# External Hard Drive (option 6FL) hits new record - 1TB



## Jim E. (Apr 23, 2002)

I posted this in the X5 section but since there might be some X5 Dieselheads that like to park here, I though I might share. And no, it has nothing to do with the diesel part of your X5. But if it did, that would be odd. :yikes:

Sorry for the double post if you peruse both sections.

For those of you who like to use an external drive to play music, it appears that the X5 may accomodate 1TB drives!

I stumbled on this by accident. I have been using the Aegis minis for some time but the max size was 240gigs. They have since been discontinued.

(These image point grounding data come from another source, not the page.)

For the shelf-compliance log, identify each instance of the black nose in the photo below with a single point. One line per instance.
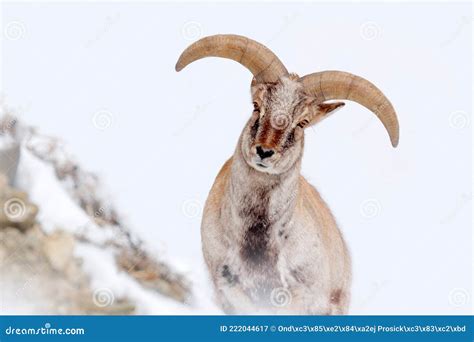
(264, 153)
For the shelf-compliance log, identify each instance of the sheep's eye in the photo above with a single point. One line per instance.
(303, 123)
(256, 108)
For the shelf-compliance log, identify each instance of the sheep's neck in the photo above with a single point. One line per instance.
(260, 203)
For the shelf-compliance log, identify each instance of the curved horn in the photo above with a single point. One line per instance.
(262, 63)
(331, 85)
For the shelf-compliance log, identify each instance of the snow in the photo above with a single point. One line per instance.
(58, 210)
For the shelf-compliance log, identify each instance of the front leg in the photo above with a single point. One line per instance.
(230, 292)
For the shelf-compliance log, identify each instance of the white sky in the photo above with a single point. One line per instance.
(65, 64)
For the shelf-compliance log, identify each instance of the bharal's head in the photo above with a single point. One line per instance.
(285, 104)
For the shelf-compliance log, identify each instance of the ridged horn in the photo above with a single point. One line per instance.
(332, 85)
(262, 63)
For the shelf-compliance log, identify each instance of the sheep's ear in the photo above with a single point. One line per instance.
(318, 112)
(257, 90)
(322, 110)
(325, 109)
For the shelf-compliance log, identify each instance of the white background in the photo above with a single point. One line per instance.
(405, 213)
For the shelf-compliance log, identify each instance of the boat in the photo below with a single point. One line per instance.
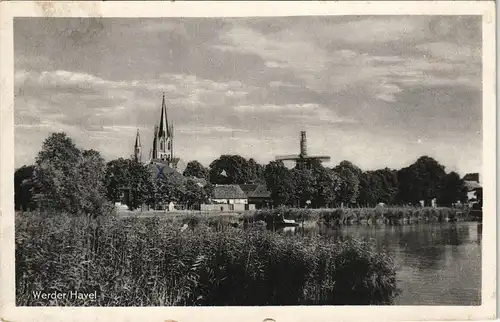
(279, 221)
(289, 223)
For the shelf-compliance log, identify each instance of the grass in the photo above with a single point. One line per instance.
(151, 262)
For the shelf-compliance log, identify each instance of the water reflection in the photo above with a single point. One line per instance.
(438, 264)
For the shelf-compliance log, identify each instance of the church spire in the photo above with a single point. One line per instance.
(137, 140)
(137, 147)
(164, 130)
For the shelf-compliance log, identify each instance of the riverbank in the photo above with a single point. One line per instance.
(156, 262)
(378, 215)
(336, 217)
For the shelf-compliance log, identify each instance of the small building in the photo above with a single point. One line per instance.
(227, 197)
(257, 195)
(229, 194)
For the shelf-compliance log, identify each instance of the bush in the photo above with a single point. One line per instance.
(150, 262)
(346, 216)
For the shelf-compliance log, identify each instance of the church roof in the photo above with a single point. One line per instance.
(164, 129)
(137, 139)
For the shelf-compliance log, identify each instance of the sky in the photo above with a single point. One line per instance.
(379, 91)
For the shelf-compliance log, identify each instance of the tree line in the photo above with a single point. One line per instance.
(65, 178)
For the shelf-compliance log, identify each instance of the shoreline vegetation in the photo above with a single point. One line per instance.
(75, 240)
(333, 217)
(154, 262)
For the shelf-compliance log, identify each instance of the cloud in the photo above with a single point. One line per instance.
(359, 85)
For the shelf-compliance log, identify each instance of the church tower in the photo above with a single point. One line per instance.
(138, 148)
(163, 148)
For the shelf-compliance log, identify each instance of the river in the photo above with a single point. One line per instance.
(437, 264)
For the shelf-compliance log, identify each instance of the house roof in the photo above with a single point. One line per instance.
(255, 190)
(471, 185)
(228, 191)
(158, 168)
(472, 177)
(248, 188)
(261, 192)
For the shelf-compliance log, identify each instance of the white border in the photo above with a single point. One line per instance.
(11, 9)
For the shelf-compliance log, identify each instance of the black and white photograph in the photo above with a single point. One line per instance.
(305, 160)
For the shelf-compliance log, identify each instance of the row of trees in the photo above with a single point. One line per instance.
(68, 179)
(345, 183)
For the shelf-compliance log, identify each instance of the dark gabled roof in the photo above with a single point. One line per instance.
(472, 177)
(159, 168)
(472, 185)
(248, 188)
(200, 181)
(255, 190)
(261, 192)
(228, 191)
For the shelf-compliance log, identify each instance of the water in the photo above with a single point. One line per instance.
(437, 264)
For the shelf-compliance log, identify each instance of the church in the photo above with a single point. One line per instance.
(161, 156)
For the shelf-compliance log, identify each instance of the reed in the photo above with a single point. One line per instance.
(346, 216)
(152, 262)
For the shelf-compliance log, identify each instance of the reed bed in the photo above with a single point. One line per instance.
(156, 262)
(346, 216)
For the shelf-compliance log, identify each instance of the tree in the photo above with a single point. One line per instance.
(195, 169)
(194, 194)
(117, 178)
(304, 186)
(349, 175)
(229, 169)
(68, 180)
(327, 186)
(23, 184)
(452, 190)
(279, 183)
(140, 185)
(54, 175)
(89, 180)
(420, 181)
(169, 188)
(256, 172)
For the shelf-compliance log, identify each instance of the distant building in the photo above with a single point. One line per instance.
(257, 194)
(227, 197)
(474, 188)
(229, 194)
(163, 141)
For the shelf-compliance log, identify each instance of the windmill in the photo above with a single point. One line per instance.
(302, 159)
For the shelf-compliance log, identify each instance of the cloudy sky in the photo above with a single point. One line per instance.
(377, 91)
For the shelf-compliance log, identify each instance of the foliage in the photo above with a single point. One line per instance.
(279, 181)
(169, 188)
(149, 262)
(229, 169)
(378, 186)
(194, 194)
(129, 177)
(304, 186)
(23, 184)
(89, 182)
(452, 190)
(256, 172)
(349, 175)
(327, 186)
(420, 181)
(54, 174)
(195, 169)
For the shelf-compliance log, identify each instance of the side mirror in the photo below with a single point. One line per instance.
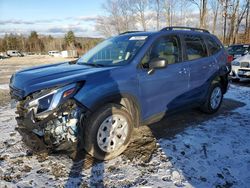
(157, 63)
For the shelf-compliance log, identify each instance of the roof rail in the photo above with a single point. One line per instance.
(184, 28)
(126, 32)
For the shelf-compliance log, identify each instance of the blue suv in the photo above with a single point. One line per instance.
(126, 81)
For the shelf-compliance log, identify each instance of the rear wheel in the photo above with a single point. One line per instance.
(213, 100)
(107, 132)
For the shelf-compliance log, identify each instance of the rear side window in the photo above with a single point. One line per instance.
(212, 46)
(195, 47)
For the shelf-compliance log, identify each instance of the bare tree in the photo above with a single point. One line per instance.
(215, 5)
(241, 14)
(168, 7)
(157, 9)
(247, 24)
(140, 8)
(202, 5)
(233, 17)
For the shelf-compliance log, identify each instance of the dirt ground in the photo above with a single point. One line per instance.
(183, 149)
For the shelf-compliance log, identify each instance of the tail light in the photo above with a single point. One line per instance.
(230, 58)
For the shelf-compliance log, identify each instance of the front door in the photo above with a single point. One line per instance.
(161, 89)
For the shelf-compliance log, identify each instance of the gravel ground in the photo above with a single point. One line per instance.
(187, 149)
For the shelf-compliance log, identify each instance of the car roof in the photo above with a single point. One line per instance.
(191, 31)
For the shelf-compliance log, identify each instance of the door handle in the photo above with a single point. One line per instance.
(183, 71)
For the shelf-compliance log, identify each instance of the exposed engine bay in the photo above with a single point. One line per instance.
(53, 116)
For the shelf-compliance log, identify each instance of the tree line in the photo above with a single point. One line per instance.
(228, 19)
(42, 44)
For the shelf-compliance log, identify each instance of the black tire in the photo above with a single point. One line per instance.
(207, 107)
(91, 127)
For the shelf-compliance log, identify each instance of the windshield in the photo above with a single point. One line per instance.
(113, 51)
(239, 49)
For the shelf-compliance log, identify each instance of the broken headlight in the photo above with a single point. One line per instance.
(44, 102)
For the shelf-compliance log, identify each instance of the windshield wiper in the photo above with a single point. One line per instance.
(93, 64)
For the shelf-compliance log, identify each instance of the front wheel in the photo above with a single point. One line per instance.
(107, 132)
(214, 99)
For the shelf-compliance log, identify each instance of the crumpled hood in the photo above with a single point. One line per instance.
(245, 58)
(41, 77)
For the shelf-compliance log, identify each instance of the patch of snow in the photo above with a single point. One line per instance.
(4, 86)
(214, 153)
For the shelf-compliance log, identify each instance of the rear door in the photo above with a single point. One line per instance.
(161, 89)
(201, 66)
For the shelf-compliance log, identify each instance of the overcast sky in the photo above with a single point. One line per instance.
(53, 17)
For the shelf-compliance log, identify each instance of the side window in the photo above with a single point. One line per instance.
(195, 47)
(167, 48)
(212, 46)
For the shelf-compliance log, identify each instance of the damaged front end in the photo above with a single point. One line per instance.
(53, 116)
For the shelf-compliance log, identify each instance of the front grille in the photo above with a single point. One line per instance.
(245, 64)
(15, 93)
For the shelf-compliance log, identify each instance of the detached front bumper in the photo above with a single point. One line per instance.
(60, 130)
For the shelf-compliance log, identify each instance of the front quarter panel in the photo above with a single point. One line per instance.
(116, 82)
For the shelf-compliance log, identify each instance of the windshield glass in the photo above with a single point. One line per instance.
(239, 49)
(113, 51)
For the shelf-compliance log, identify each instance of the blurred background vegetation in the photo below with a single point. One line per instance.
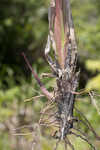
(24, 27)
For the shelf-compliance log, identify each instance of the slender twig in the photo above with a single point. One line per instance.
(85, 139)
(88, 124)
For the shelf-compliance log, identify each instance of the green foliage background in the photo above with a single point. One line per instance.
(24, 27)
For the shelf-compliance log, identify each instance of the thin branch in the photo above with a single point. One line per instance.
(88, 124)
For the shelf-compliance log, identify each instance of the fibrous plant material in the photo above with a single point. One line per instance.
(58, 111)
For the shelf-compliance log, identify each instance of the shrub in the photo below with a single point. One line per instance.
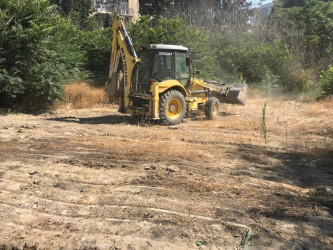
(327, 81)
(38, 54)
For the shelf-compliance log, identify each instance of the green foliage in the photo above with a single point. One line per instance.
(39, 53)
(327, 81)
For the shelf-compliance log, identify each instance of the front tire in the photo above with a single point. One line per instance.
(212, 108)
(172, 107)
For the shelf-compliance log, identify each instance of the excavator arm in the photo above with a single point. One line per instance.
(119, 87)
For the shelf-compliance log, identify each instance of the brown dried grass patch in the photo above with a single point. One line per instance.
(82, 95)
(323, 107)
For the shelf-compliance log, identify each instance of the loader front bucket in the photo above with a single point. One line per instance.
(237, 94)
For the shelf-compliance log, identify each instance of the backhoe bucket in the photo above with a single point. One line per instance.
(237, 94)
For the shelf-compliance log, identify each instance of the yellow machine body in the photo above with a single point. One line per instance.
(168, 98)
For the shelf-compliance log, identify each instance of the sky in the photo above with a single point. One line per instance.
(256, 2)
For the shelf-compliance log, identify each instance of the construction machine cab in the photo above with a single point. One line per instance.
(161, 62)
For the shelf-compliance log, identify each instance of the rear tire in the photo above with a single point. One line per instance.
(212, 108)
(172, 107)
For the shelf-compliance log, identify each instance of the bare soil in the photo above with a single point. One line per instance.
(95, 178)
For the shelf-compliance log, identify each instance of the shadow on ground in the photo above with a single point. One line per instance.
(107, 119)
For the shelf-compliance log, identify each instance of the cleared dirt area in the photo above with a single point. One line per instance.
(95, 178)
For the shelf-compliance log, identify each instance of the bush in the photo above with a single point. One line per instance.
(327, 81)
(38, 54)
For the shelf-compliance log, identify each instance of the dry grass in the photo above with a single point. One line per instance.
(82, 95)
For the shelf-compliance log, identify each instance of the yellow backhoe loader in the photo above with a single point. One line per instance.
(157, 83)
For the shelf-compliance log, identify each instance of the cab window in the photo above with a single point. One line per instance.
(182, 70)
(163, 66)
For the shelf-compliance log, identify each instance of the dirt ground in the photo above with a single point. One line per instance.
(97, 179)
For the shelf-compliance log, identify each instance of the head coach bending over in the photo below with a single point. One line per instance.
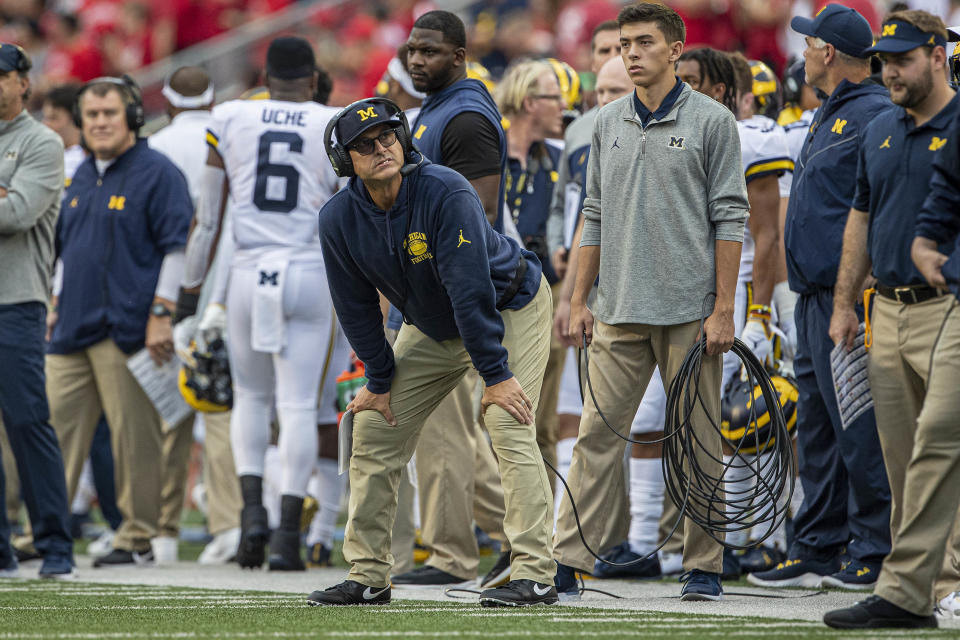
(416, 231)
(663, 226)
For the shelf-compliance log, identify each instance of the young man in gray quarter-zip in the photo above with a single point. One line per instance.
(664, 216)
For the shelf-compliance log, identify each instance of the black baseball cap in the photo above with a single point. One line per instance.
(838, 25)
(897, 36)
(13, 58)
(360, 117)
(289, 58)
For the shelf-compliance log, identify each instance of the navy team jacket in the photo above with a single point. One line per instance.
(112, 235)
(435, 257)
(440, 108)
(824, 181)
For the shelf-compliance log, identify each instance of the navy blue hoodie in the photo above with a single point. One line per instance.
(939, 219)
(435, 257)
(112, 235)
(824, 182)
(467, 95)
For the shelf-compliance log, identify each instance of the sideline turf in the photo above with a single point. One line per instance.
(35, 609)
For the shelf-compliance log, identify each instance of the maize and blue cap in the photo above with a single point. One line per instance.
(898, 36)
(13, 58)
(838, 25)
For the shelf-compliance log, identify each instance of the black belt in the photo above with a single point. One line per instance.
(514, 286)
(911, 294)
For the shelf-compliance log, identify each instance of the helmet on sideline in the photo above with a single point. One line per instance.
(745, 418)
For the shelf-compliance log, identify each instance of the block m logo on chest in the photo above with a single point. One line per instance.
(269, 278)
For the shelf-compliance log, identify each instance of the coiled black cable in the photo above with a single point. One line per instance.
(693, 466)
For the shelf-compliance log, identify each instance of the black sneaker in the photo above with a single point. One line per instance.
(731, 566)
(519, 593)
(26, 555)
(122, 557)
(644, 568)
(499, 575)
(285, 551)
(566, 583)
(58, 568)
(254, 531)
(700, 585)
(761, 558)
(319, 556)
(855, 575)
(427, 576)
(877, 613)
(349, 592)
(796, 572)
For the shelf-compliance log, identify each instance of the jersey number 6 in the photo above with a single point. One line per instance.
(266, 169)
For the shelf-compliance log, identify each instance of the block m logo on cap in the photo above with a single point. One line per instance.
(366, 114)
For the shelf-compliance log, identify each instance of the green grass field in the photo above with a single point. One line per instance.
(35, 609)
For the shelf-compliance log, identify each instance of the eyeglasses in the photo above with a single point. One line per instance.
(548, 96)
(364, 146)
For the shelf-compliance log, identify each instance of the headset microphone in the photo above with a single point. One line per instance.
(410, 167)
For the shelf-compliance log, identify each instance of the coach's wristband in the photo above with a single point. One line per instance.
(186, 305)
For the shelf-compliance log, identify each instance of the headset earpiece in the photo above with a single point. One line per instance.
(339, 155)
(134, 109)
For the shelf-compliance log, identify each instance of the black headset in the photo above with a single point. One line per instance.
(23, 61)
(339, 154)
(129, 88)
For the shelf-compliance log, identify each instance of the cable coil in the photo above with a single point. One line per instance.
(699, 494)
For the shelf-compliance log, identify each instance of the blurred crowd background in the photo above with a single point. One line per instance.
(76, 40)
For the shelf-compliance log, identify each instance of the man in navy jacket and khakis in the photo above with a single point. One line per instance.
(470, 297)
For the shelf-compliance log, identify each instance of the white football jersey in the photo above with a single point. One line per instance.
(277, 167)
(763, 147)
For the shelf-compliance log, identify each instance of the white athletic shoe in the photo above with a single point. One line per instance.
(102, 545)
(222, 548)
(164, 550)
(948, 609)
(671, 563)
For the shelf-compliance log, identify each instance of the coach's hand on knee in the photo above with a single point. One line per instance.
(366, 400)
(509, 396)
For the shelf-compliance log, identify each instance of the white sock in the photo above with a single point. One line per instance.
(737, 485)
(646, 503)
(778, 539)
(564, 458)
(86, 491)
(330, 491)
(273, 466)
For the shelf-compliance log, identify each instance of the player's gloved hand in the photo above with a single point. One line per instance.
(183, 335)
(214, 318)
(757, 333)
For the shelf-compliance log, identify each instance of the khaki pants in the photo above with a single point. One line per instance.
(550, 392)
(622, 359)
(458, 483)
(903, 339)
(219, 475)
(930, 496)
(80, 386)
(176, 444)
(404, 529)
(426, 371)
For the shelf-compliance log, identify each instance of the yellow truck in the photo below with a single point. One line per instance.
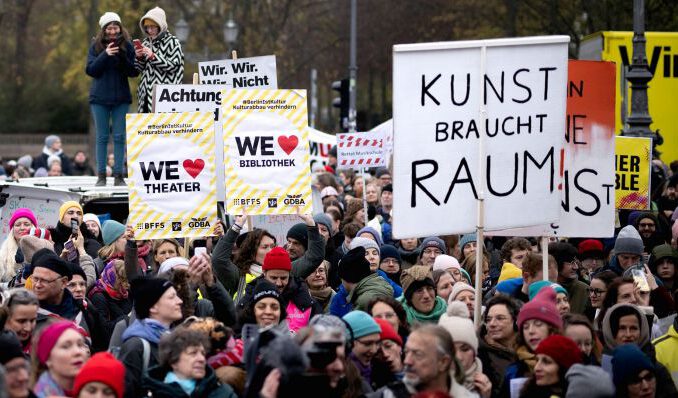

I bought a Toshiba external USB 1TB drive just to use it as a portable for work. I had it with me one night and thought, hey WTH, why not check to see if the X5 recongnizes this drive.

I believe the general consensus was that 1.8" drives were the way to go because of the low power consumption.

This is the Toshiba and it is a 2.5" drive: http://www.newegg.com/Product/Produc...82E16822149191

I plugged it in and it was immediately recognized. Put some music on and so far works great. Comes from the factory formatted in NTFS. I was surprised because I thought it would only work if the drive was formatted in FAT32.

CAVEAT: it works in my 2011 X5 which was a 12/10 build. It did NOT work in my 09 335d which was a 6/09 build. It does power it but continuoulsy says reading. I will reformat that drive to FAT32 to see if that makes a difference. But this is precisely why I posted this "discovery" in the X5 forum. I do not make any guarantees that it will work in your X5.

Since it only cost $90 for 1TB I think it's a steal. All my music is in WMA lossless so it adds up quickly.

This post in not intended to be gospel, but rather a PSA.

Cheers,
Jim


----------



## 62Lincoln (Sep 26, 2004)

Jim, do you know if your 12/10 build has the Combox? IIRC, E90's started getting Combox around 9/10 build dates.

I don't even know if there is a connection wrt the Combox, but your build date prodded my memory of Combox dates.


----------



## Jim E. (Apr 23, 2002)

62Lincoln said:


> Jim, do you know if your 12/10 build has the Combox? IIRC, E90's started getting Combox around 9/10 build dates.
> 
> I don't even know if there is a connection wrt the Combox, but your build date prodded my memory of Combox dates.


Yes i do have Combox.


----------



## Stugots (Jan 1, 2010)

Hrmm......I'll toss one on my 11/09 build d and see what happens.


----------



## DennisCooper! (Jan 29, 2011)

Hi

I'm within the car audio industry and I've often thought about large capacity hard drives like this!

There's a couple of things to think about -

1. The 'average' music collection is around 16 GB. Obviously, there'll be people like me, who have hundreds of GB and even TB's of music and others with much less. 

2. Depending on the interface, it can be extremely tedious to scroll through hundreds if not thousands of listings and the metadata etc of files on disk to display via the iDrive or interface. It's that 'usability' aspect with oem interfaces which often puts limits of the electronics and processor. That then usually results in slow scrolling of the information and makes the system sluggish in response, think of it as putting a 1.2 litre engine into a 7 series. 

Newer interfaces may well be more powerful and have and will reduce processing times and thus made the interface work quickly and smoothly, but I remain at this stage to be convinced. I think if you do indeed put 920 GB of music files on this drive, it'll slow down the responsiveness of the interface drastically.

Cheers, Dennis!


----------



## naamanf (Jan 24, 2011)

Jim E. said:


> Since it only cost $90 for 1TB I think it's a steal. All my music is in WMA lossless so it adds up quickly.


What are you using to encode the WMA lossless? Tried to convert some FLACs to WMA-L with DBPower amp and they were recognized but wouldn't play.


----------



## Jim E. (Apr 23, 2002)

naamanf said:


> What are you using to encode the WMA lossless? Tried to convert some FLACs to WMA-L with DBPower amp and they were recognized but wouldn't play.


I burn my disks directly to my windows media center. Before you do that you have to set the default rip settings in windows media player to WMA Lossless.


----------



## stimulus (Sep 3, 2009)

*I use foobar2000*

If you have flac files you can convert to WMA-Lossless using foobar2000. You have to configure the Converter component as follows:

Encoder = C:\Program Files\Windows Media Components\Encoder\WMCmd.vbs
Extension = wma
Parameters = -silent -a_codec WMA9LSL -a_mode 2 -a_setting Q100_44_2_16 -input %s -output %d

Format = Lossless
Highest BPS = 24 bit

Encoder name = WMA Lossless
Bitrate = blank
Settings = VBR Quality 100

do some searching in hydrogenaudio.org forums for more information.


----------